Saturday, August 11, 2012


“Refractions of Light”

Cultural Epic Plays at The Venue

          I can’t remember now who said it, but somewhere along the line I remember hearing that, as a genre, a play is most like a short story. That is, its structure is simple and its theme is single.
            A few plays follow that rule, but many more do not. I can’t vouch for which makes the better play, but Aristotle probably nailed down the purist’s preference when he defined the plot of a tragedy as needing to take place within twenty-four hours.
            Jean Klein’s Refractions of Light, enjoying its first full production this month at Norfolk’s Venue on 35th Street, is more like a novel than a short story. The action spreads across fifty years. A lot of intense developments need to be dramatically explained to an audience in the short space of a little more than two hours.
            That is the first challenge Klein takes on bravely but still needs to make some adjustments. Some scenes are longer than they need to be, while others rush catch-up information at you faster than you can quite assemble it. And the final resolution, at best, is unusual. It may even be paranormal. But in its context, is it believable?
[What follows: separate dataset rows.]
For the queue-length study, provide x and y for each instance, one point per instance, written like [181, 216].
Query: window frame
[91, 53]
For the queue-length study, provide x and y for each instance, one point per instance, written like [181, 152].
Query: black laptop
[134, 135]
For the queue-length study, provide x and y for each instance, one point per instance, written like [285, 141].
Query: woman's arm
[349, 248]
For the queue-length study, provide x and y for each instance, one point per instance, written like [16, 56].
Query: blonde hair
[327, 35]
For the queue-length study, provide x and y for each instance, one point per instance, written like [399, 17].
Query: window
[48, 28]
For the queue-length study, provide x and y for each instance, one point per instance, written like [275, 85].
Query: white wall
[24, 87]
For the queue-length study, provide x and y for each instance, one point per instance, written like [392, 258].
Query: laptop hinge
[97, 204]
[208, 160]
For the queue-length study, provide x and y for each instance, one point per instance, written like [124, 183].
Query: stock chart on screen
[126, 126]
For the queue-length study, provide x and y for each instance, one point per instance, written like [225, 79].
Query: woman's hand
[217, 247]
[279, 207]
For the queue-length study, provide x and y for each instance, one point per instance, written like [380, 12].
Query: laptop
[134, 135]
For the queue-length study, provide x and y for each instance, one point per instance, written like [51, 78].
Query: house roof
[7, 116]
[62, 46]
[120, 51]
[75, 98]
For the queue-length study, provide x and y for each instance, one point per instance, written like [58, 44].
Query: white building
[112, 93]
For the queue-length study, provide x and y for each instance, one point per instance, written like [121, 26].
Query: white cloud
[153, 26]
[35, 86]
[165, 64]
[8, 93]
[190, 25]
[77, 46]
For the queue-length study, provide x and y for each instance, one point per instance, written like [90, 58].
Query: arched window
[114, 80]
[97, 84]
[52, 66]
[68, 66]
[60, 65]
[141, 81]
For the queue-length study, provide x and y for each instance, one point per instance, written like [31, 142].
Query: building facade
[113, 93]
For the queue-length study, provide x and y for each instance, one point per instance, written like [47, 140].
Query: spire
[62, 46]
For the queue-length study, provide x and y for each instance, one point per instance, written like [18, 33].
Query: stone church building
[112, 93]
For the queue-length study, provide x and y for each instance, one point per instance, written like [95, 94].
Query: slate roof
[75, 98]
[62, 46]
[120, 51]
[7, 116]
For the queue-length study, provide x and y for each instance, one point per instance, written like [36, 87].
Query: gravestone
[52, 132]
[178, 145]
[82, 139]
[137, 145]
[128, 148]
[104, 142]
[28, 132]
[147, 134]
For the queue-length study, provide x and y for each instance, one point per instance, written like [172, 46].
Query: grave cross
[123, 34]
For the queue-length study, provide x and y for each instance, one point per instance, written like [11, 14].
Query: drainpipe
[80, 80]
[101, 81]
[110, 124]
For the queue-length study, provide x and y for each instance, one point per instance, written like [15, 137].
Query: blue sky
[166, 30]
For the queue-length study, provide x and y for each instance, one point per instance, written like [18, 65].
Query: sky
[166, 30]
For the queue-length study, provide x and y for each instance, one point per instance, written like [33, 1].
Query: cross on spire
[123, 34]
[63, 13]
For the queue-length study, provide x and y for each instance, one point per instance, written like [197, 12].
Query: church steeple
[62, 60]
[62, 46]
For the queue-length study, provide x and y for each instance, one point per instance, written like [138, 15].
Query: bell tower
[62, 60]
            Beyond those basic points, I find a great deal that’s intriguing, especially regarding local Norfolk history but reaching well beyond that to fundamental human issues.
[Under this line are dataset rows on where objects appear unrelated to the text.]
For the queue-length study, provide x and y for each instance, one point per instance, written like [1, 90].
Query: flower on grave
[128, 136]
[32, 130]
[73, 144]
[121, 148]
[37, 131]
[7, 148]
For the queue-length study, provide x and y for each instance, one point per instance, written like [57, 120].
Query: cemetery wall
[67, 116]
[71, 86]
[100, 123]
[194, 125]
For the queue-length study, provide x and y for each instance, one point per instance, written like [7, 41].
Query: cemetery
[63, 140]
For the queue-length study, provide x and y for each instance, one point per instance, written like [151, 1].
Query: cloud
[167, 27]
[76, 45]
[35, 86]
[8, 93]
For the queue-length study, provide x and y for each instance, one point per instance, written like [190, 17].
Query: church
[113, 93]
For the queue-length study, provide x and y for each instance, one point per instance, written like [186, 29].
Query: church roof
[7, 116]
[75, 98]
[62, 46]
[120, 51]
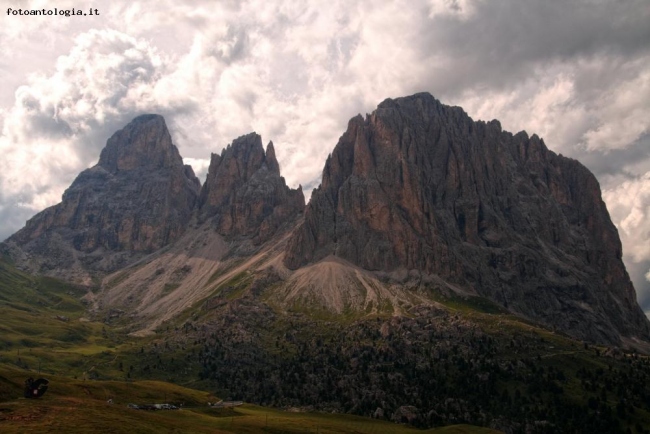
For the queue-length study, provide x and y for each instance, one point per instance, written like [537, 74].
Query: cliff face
[244, 194]
[137, 199]
[420, 186]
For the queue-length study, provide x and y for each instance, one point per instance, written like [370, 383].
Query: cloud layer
[577, 73]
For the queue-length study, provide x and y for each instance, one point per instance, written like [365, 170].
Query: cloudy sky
[575, 72]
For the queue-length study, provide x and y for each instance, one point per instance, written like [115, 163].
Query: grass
[75, 406]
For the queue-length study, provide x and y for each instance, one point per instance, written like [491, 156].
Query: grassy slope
[44, 333]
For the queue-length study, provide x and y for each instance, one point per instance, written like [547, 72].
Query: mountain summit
[137, 199]
[420, 187]
[416, 199]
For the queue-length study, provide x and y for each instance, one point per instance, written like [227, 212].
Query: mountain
[419, 187]
[417, 200]
[137, 199]
[244, 194]
[442, 273]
            The basic plot has already been told in a review of last summer’s staged reading at Little Theater of Norfolk. It can be found in the Thinking Dog Reviews archives here.
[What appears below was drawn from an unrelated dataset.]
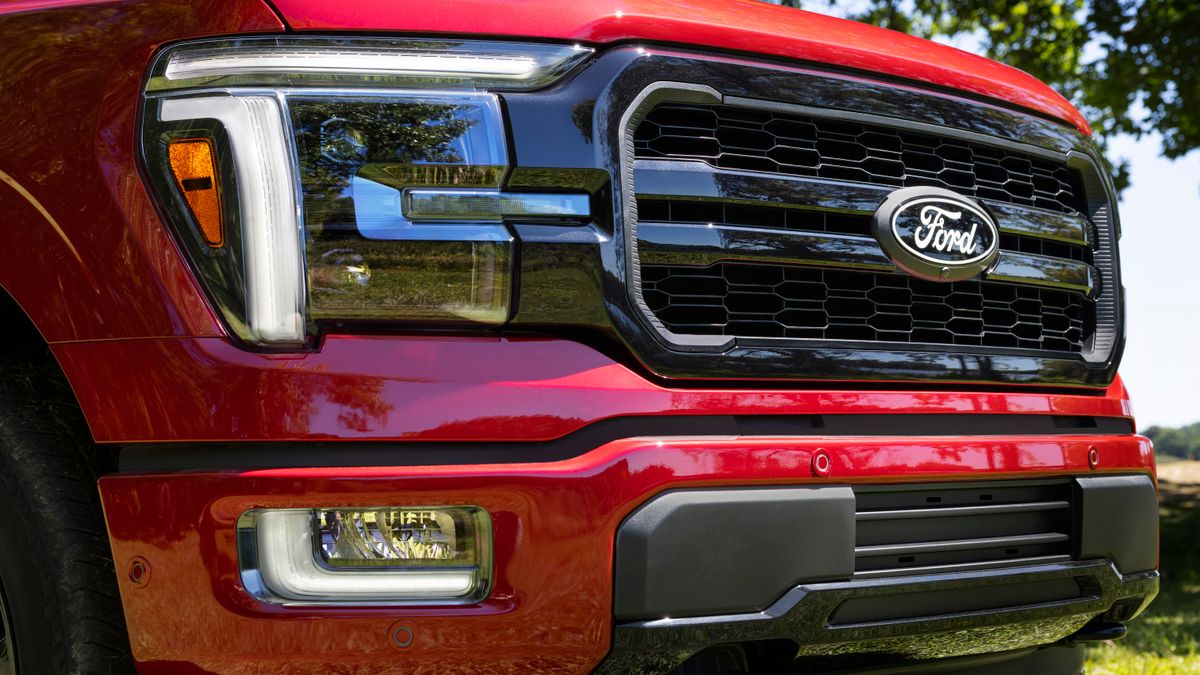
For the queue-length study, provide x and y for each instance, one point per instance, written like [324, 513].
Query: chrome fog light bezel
[280, 562]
            Since last summer Klein has reshaped the plot, but the outlines remain the same: A certain elegant house in the Berkley section of Norfolk is host over the years to a slow social transformation from a white-only culture to inclusion of Jews, blacks, and even the mentally ill. In the end, family and inter-racial harmony go beyond tolerance to embrace the history of all.
            On that path we follow the interesting alliance among an old Southern white matron, a Jewish Holocaust survivor, and a black servant and her lover Joe. Their story is preserved symbolically in the history of the glass in an overhead stain-glass window, which family members, including servants, have assembled piece-by-piece over a couple generations.
            Thus, the play’s title: Refractions of Light.
            Of the five characters in the play, only three appear in both acts: Nettie, Joe, and Harry. Between acts, Rose dies while Ruth is born and grows up to be about thirty before she appears onstage.
            The cast does a great job bringing all this up to suspension-of-disbelief levels. (In some scenes, fewer words would have helped them.) Jennifer Kelly-Cooper as Nettie deliberately and faithfully follows her character’s complex emotions, wherever they may lead. Cliff Hoffman as Harry, the Holocaust-surviving Jew with what amounts to PTSD, hangs on like a trouper to the emotional fun-house roller-coaster of his role.
            (Both Kelly-Cooper and Hoffman have interpreted these roles before in readings with the Virginia Playwrights’ Forum.)
            George T. Davis III takes on Nettie’s lover Joe with gusto. As a less complicated role than Nettie or Harry (at times seeming more like device than character), gusto is enough, it’s what the role needs.
            Beth Pivirotto plays Rose, the matron who grew up in the Berkley house and is more than kind to her Negro servants and their friends and family. But at core she can’t forget they’re not white. This leads to some painful and well-played scenes where Pivirotto makes good use of her onstage intensity.
            And Christa Jones as Ruth, Harry’s grown daughter, now a neurotic psychiatrist, is more than believable. She’s practically real, within the limits of her few appearances.
            Director Terrance Afer-Anderson, who runs the production’s sound and lights as well, has made good use of The Venue’s small stage with its limited backstage access. Characters change costumes behind a narrow flat hiding them stage left. Offstage right is shared with the entering public.
            Sensibly opting for the simplest of sets, Afer-Anderson has kept the staging simple as well, with no false moves to tangle things up. Given the intensity of some of the material, this puts even more responsibility on the actors to make it work. (Let the cast take another bow.)
            The choice of stain-glass gels on the lights rather than a physical window on the stage was another wise decision, a collaboration among Afer-Anderson, Venue co-owner Patti Wray, and lighting designer James Cooper.
            In fact, from playwright to director to actors to technicians (except for feeble sound effects), congratulations are in order. The first full production of Refractions of Light is a noble  effort with vivid reflections (refractions?) on the cultural divides which have most traumatized Americans in the twentieth century and are still with us today (with additions). Change may come slowly, Klein seems to say, but inexorably it comes.
            Two more shows are scheduled at The Venue—tonight, Aug. 11, at 8 and tomorrow afternoon, Aug. 12, at 2:30. The Venue is located at 631 W. 35th St., Norfolk, VA. For more information and reservations, call 757-469-0337, or go online to The Venue on 35th.
            The production is sponsored by the Virginia Playwrights’ Forum, which meets periodically at The Venue to read and discuss members’ plays.